Cooking is mainly based on fried vegetable oil. Authentic oil-fried double crisp method is extremely difficult, and the requirements for cooking are extremely demanding. A second is not ripe, a second is not crisp. This is one of the most difficult dishes in Chinese cuisine. I don't know where I am, but I feel crisp when I enter the North Pavilion, but the North Pavilion dares to serve this dish the day after tomorrow. The result must be a plate of dark and dazzling things, which is inconspicuous at first glance and chewy at the entrance, which is disappointing. During the Republic of China, the Dongxing Building in Beiping, or Zhimeizhai, was a dish of weighing skills, and it was afraid to move without two knives.
(7) Stir-fried kidney flower
Fried kidney flower is a home-cooked dish, with pork tenderloin and water chestnut as the main ingredients.

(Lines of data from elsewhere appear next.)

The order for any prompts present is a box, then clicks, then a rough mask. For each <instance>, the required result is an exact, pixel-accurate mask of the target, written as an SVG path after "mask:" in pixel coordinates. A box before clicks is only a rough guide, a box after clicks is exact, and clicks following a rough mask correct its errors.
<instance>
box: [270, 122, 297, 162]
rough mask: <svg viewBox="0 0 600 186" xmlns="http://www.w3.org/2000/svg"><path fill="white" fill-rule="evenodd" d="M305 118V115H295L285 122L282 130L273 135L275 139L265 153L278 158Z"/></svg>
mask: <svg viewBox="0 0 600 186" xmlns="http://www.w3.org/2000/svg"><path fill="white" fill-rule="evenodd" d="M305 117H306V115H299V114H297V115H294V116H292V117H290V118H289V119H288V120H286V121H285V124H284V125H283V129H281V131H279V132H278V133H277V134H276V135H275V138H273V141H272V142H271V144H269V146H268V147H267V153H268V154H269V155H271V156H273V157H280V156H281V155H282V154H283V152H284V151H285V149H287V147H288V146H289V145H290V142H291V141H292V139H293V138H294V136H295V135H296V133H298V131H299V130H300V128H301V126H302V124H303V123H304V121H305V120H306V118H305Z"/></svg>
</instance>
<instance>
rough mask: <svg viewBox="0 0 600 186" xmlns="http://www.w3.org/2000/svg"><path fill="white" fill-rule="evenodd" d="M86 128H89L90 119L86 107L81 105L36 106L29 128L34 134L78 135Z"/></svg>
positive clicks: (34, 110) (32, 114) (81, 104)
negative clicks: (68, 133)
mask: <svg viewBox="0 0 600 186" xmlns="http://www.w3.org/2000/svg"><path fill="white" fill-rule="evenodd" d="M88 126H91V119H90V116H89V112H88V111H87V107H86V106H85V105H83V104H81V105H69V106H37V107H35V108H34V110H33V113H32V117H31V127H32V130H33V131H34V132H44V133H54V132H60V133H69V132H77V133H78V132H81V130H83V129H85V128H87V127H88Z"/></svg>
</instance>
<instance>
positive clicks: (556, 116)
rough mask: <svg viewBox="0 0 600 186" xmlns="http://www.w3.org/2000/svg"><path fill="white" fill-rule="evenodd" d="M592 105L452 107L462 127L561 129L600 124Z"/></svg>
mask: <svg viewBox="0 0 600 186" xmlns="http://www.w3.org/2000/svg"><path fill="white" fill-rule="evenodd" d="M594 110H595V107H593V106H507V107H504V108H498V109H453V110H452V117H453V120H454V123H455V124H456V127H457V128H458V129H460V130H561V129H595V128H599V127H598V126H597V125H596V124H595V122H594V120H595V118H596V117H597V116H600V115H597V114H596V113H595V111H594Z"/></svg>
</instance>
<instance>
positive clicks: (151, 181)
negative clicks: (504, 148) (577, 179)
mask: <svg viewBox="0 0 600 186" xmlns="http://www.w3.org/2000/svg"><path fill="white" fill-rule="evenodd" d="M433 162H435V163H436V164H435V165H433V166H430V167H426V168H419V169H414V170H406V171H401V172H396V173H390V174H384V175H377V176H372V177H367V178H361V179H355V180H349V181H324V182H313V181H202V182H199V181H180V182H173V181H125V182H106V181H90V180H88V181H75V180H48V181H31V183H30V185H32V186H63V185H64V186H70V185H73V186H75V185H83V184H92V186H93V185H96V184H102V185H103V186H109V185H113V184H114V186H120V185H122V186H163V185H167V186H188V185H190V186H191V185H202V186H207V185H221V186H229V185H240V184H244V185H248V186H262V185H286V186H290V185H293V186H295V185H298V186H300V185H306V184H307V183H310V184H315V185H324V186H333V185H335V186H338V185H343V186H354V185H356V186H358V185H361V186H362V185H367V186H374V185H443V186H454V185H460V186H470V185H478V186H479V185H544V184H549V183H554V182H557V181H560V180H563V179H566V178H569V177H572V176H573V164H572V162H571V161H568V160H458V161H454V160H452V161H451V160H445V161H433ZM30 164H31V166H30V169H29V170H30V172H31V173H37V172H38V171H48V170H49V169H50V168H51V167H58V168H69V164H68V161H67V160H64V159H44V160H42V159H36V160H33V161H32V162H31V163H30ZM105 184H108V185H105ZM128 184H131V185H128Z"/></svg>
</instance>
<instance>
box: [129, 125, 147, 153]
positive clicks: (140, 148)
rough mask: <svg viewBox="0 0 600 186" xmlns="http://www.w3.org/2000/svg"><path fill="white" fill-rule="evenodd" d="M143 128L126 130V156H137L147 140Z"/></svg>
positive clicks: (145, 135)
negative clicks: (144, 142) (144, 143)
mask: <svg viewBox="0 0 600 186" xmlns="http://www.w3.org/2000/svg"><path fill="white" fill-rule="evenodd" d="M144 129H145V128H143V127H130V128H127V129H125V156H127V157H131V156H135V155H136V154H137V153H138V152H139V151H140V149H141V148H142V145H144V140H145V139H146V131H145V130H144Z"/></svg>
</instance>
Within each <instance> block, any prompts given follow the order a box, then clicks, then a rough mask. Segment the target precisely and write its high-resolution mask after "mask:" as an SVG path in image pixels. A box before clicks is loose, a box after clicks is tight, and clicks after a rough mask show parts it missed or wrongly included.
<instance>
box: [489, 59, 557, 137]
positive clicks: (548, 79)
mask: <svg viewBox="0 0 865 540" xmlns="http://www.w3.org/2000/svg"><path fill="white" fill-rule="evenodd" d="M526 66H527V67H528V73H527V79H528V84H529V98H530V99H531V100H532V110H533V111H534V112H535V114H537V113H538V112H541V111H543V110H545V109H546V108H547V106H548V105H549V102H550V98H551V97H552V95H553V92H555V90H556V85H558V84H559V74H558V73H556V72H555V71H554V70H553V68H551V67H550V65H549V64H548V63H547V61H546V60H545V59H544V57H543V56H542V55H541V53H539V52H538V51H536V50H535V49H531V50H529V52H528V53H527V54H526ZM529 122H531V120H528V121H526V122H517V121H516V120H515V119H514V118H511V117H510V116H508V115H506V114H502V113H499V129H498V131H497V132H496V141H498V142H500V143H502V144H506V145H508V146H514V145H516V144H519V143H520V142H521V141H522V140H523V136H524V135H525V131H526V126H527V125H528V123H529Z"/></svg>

Its characteristics are fresh, mellow, smooth but not greasy. It has high nutritional value. The difficulty in making fried kidney flowers lies in whether the coquettish smell is removed and whether the taste is tender and crisp. Side dishes and condiments vary from place to place, and their tastes are sweet, sour, salty and spicy.

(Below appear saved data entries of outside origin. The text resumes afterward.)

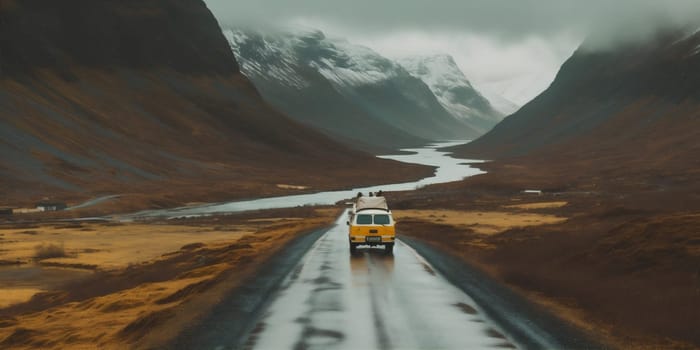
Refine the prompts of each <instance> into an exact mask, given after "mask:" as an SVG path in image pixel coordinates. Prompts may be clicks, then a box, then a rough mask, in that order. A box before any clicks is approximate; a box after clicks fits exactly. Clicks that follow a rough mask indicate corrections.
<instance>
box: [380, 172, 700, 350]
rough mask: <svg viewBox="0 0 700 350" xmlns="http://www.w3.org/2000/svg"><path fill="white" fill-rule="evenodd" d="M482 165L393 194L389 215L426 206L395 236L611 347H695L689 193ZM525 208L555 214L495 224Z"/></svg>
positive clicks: (402, 221)
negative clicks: (451, 176) (685, 193)
mask: <svg viewBox="0 0 700 350" xmlns="http://www.w3.org/2000/svg"><path fill="white" fill-rule="evenodd" d="M486 166H487V167H488V169H489V174H488V175H483V176H477V177H473V178H469V179H466V180H464V181H461V182H455V183H450V184H441V185H435V186H430V187H427V188H424V189H421V190H419V191H414V192H410V193H408V192H406V193H401V194H393V197H394V198H395V199H394V201H393V203H394V205H393V207H394V208H396V209H397V212H399V211H398V210H399V209H401V210H410V211H420V212H426V211H432V214H431V215H432V216H431V215H428V216H427V217H426V216H420V215H416V216H414V217H413V218H410V219H409V218H406V219H404V220H403V221H401V222H400V223H399V225H400V226H399V232H401V234H403V235H407V236H409V237H412V238H414V239H418V240H420V241H423V242H426V243H428V244H430V245H431V246H434V247H436V248H438V249H440V250H442V251H445V252H449V253H450V254H452V255H455V256H458V257H460V258H461V259H463V260H464V261H465V262H467V263H469V264H471V265H474V266H477V267H478V268H480V269H481V270H483V271H486V272H487V273H488V274H489V275H491V276H493V277H494V278H496V279H498V280H500V281H502V282H503V283H505V284H507V285H509V286H511V287H512V288H513V289H515V290H517V291H519V292H520V293H521V294H523V295H524V296H526V297H527V298H528V299H530V300H531V301H533V302H536V303H539V304H540V305H543V306H544V307H546V308H548V309H550V310H552V311H553V312H555V313H556V314H558V315H560V316H561V317H563V318H565V319H567V320H568V321H570V322H571V323H573V324H575V325H576V326H577V327H579V328H582V329H585V330H587V331H589V332H592V333H594V334H596V336H597V337H598V339H600V340H601V342H603V343H607V344H610V345H611V346H613V347H618V348H642V349H645V348H680V349H685V348H688V349H690V348H697V347H698V346H700V338H698V333H697V330H696V326H695V325H697V324H698V323H700V270H698V266H700V240H699V239H698V237H699V236H698V234H697V227H700V211H698V210H697V209H696V210H694V208H697V207H696V206H695V205H694V204H693V202H692V201H691V200H690V199H692V197H689V196H684V195H682V193H681V192H679V191H678V190H675V189H673V188H667V190H666V191H657V190H655V189H653V188H651V189H650V188H649V185H648V184H649V183H648V182H645V181H639V182H638V183H637V182H635V181H632V180H630V179H627V181H629V183H627V182H625V183H626V185H625V186H624V187H623V186H622V184H620V186H616V185H615V184H613V183H605V182H604V181H595V180H593V181H590V182H586V181H585V180H584V179H583V178H577V180H576V181H577V182H579V183H578V184H572V183H569V185H568V186H567V181H570V179H569V180H567V178H566V177H564V176H563V175H562V174H558V173H553V174H547V173H546V172H544V171H541V172H538V171H536V170H532V171H530V170H528V169H529V168H528V167H527V166H526V165H517V166H516V165H512V164H511V165H508V164H489V165H486ZM590 179H591V178H589V180H590ZM635 183H636V184H637V187H636V188H634V184H635ZM526 189H533V190H543V191H542V192H539V191H532V192H529V193H526V192H523V190H526ZM540 193H541V194H540ZM679 198H686V199H685V200H683V202H682V203H680V202H678V199H679ZM674 200H675V202H674ZM442 210H444V211H445V212H444V213H441V211H442ZM455 213H458V214H455ZM486 213H489V214H488V215H486ZM479 214H481V215H482V216H484V219H482V218H481V217H479ZM526 214H527V215H537V216H553V217H557V218H563V219H564V220H562V221H560V222H549V223H547V224H544V225H532V224H534V223H536V222H535V221H531V222H520V223H517V224H513V225H509V224H507V222H505V221H502V220H501V222H500V223H499V222H498V220H497V221H496V224H495V225H494V224H492V223H493V220H495V219H498V218H499V216H500V217H501V219H504V218H508V217H512V216H514V215H515V216H519V215H526ZM443 215H444V216H445V217H443ZM460 216H461V217H462V221H459V220H457V219H456V218H459V217H460ZM455 217H456V218H455ZM487 219H488V220H491V223H490V221H488V220H487ZM484 228H485V229H486V231H485V230H484ZM489 230H490V232H489Z"/></svg>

(8) Stewed sea cucumber with onion
Shandong cuisine, Shandong cuisine and sea cucumber roasted with onion are classic traditional dishes in Shandong Province, which have China characteristics and belong to Shandong cuisine. ? Eight treasures of ancient and modern times? One of the famous dishes of Shandong cuisine; Does Jiaodong Peninsula know? Shandong Pearl? As we all know, seafood is very rich. Imported from Shandong, with water-soaked sea cucumber and green onion as the main ingredients, the sea cucumber is tender and soft, with fragrant green onion, no juice residue after eating, mellow green onion flavor, rich nutrition and nourishing the lungs and kidneys.
(9) Braised elbow
Pan-baked elbow is a famous traditional winter dish in Tai 'an, Shandong Province. It is crisp, fried and spicy, and it is a big item for four or four seats. When eaten in the mouth, it is tender and smooth, the meat is fragrant and delicious, fat but not greasy. The key to production lies in hanging paste and mastering the heat. When hanging paste, use steamed elbow soup to adjust the paste, and you can't add flour and eggs. When frying, use medium fire first, then low fire, then quick fire and slight fire, so that the crispy fried food can be completely fried and golden yellow. The plates should be placed neatly. It is better to use salt and pepper, sugar, flour paste and onion roll lotus leaf cake.
(10) Fried Conch
Oil-exploded conch is a continuation of oil-exploded double crispness and oil-exploded belly kernel. Seafood dishes popular in Dengzhou and Fushan in Ming and Qing Dynasties. Conch is abundant along the coast of Shandong, and Peng Cai is produced along the coast. Snail? Mainly. Conch is a soft-bodied gastropod. Found in coastal shallow sea bottom, mostly in Shandong, Liaoning and Hebei, the production period is May-August. Conch shell is slightly square in outline, large and thick, with the shell as high as 10 cm, spiral layer 6, almond-red shell mouth and pearl luster. Snail meat is rich, delicate and delicious, and is known as? Pearl on the plate? The reputation of.